Australian (ASX) Stock Market Forum

China's Evergrande Group crisis

Evergrande shares have been suspended from trading in Hong Kong after bondholders said the company has missed interest payments.


Looks like the asset fire sale isn't managing to generate enough cash to get Evergrande out of trouble. Can anyone else hear the air getting let out of China's property market?
 
Evergrande shares have been suspended from trading in Hong Kong after bondholders said the company has missed interest payments.


Looks like the asset fire sale isn't managing to generate enough cash to get Evergrande out of trouble. Can anyone else hear the air getting let out of China's property market?
Looks like it's badly in need of a CCP bailout if it's to continue the business.
 
Distressed developer China Evergrande will sell a half-stake in its property management unit to Hopson Development for more than $5 billion, Chinese media said on Monday, after both Evergrande and Hopson requested trading halts ahead of a major transaction.

https://m.economictimes.com/news/in...&utm_campaign=cppst&__twitter_impression=true

Bit of FUD at the moment. I don't see the ccp letting this get out of control. At most they might want to attempt to tank foreign markets.
 
Distressed developer China Evergrande will sell a half-stake in its property management unit to Hopson Development for more than $5 billion, Chinese media said on Monday, after both Evergrande and Hopson requested trading halts ahead of a major transaction.

https://m.economictimes.com/news/in...&utm_campaign=cppst&__twitter_impression=true

Bit of FUD at the moment. I don't see the ccp letting this get out of control. At most they might want to attempt to tank foreign markets.
Problem is, they know that the more bailouts they give, the more reckless the companies will be.

Bit of a jam they're in, isn't it?
 
The virus has played merry hell with stuff like this.

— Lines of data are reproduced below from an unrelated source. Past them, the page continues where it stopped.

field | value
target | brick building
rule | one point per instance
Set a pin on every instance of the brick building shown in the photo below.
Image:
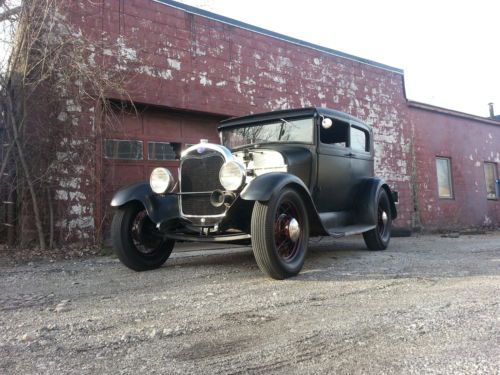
(187, 69)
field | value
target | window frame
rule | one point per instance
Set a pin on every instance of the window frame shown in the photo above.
(495, 178)
(336, 145)
(141, 142)
(367, 148)
(450, 177)
(173, 145)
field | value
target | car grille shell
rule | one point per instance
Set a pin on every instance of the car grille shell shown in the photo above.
(199, 173)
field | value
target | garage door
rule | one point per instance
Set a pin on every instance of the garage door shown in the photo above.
(137, 141)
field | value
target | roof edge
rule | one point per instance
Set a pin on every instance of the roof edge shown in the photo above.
(275, 35)
(451, 112)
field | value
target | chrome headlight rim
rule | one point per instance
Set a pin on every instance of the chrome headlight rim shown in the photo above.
(238, 178)
(161, 180)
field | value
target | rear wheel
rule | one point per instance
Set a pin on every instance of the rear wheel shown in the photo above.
(280, 234)
(378, 238)
(136, 241)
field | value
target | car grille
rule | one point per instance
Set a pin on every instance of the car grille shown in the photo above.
(200, 174)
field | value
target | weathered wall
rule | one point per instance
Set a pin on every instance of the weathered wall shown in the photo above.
(175, 59)
(469, 143)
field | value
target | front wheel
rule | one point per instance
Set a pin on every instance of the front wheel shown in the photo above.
(378, 238)
(136, 241)
(280, 234)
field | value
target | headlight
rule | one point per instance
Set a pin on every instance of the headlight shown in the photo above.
(232, 175)
(161, 180)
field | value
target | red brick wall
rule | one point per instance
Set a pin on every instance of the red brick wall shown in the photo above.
(178, 60)
(469, 144)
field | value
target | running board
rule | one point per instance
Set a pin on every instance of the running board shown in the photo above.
(349, 230)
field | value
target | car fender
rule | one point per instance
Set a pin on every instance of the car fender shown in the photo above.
(160, 208)
(366, 200)
(264, 187)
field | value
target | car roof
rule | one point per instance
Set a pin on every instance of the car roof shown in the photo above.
(299, 112)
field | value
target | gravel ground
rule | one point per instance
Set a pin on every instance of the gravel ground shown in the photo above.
(427, 305)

Have you seen the housing markets in the west lately?

This wouldn't have been nearly as bad if not for the virus (and more to the point, the response to the virus).


The same piper is going to have to be paid in the west too, it just appears that someone else will be the first domino to fall.
 
Problem is, they know that the more bailouts they give, the more reckless the companies will be.

Bit of a jam they're in, isn't it?
Very insightful, would China follow the US ?

It's the case with the US zombie companies doing whatever they like (since they found the holy grail of the sin pardon i.e. rescue) taking on mountains of debt never ever worrying about paying any of it back. Not a care or a worry in the world when everything is backstopped and/or bailed out by the FED.
 
It seems Evergrande might not be the only one.

A mid-sized Chinese real estate developer has failed to make a $282 million payment due to bondholders


I've nothing much to add other than to note that what I call "mouse theory" is probably applicable here.

Mouse theory = if you've seen one, be assured there's plenty more not far away.
 
That won't fix the company's debt, however. Unless the state just declares it null and void. Who knows what they'd do. ?‍♂️
I've also read in various sources that China is more likely to think of it's national interest and if there is a bailout it'll be more like the nationalisation of the company and assets (unbuilt or partly built apartments) that @over9k mentioned.

It's possible, but I fear only the local creditors and apartment depositors are likely beneficiaries:
  • Local creditors (Chinese state owned banks for e.g.) will get all or some (could be a haircut) of their money back
  • The Chinese citizens who are about to jump off the apartment towers fearing they've lost their life savings will be re-assured that their investment will be saved via their apartment built to completion.
However the overseas creditors may lose out in such a deal, so there could be some write-downs outside of China e.g. in Global funds etc. If it's Evergrande write-down only, the funds may be able to save their balance sheet. But what if there are more mice in the field as per @Smurf1976's comment ?
 
Yeah, when lehmann brothers went and the rest of the hedge funds were looking like then falling like domino's they were seriously considering getting the retail banks like JPM etc to absorb them but then realised that would essentially have the retail banking sector absorb the entire investment bank/hedge fund sector. It would have saved the investment banks but at the cost of creating absolute leviathans that controlled both the entire retail sector as well as investment banking as well.

Nationalisation was politically impossible/absolute anathema (because government control/ownership of anything would be communism) and actually sending the scumbags to jail etc even more so, so the only alternative was to literally give them bailouts (the money they lost) that they then paid themselves bonuses with.


So I'm actually all for china's approach to this sort of thing.
 
It seems Evergrande might not be the only one.




I've nothing much to add other than to note that what I call "mouse theory" is probably applicable here.

Mouse theory = if you've seen one, be assured there's plenty more not far away.

These sorts of things do tend to have a domino effect. As confidence in the sector deteriorates, real estate prices will decline as demand falters. This will have a flow on effect to other troubled Chinese property developers. One by one they will collapse until only the strong survive. The problem is, we can never know how far the rot has penetrated and how many companies will collapse before it bottoms out. By then, global markets may be in a tailspin.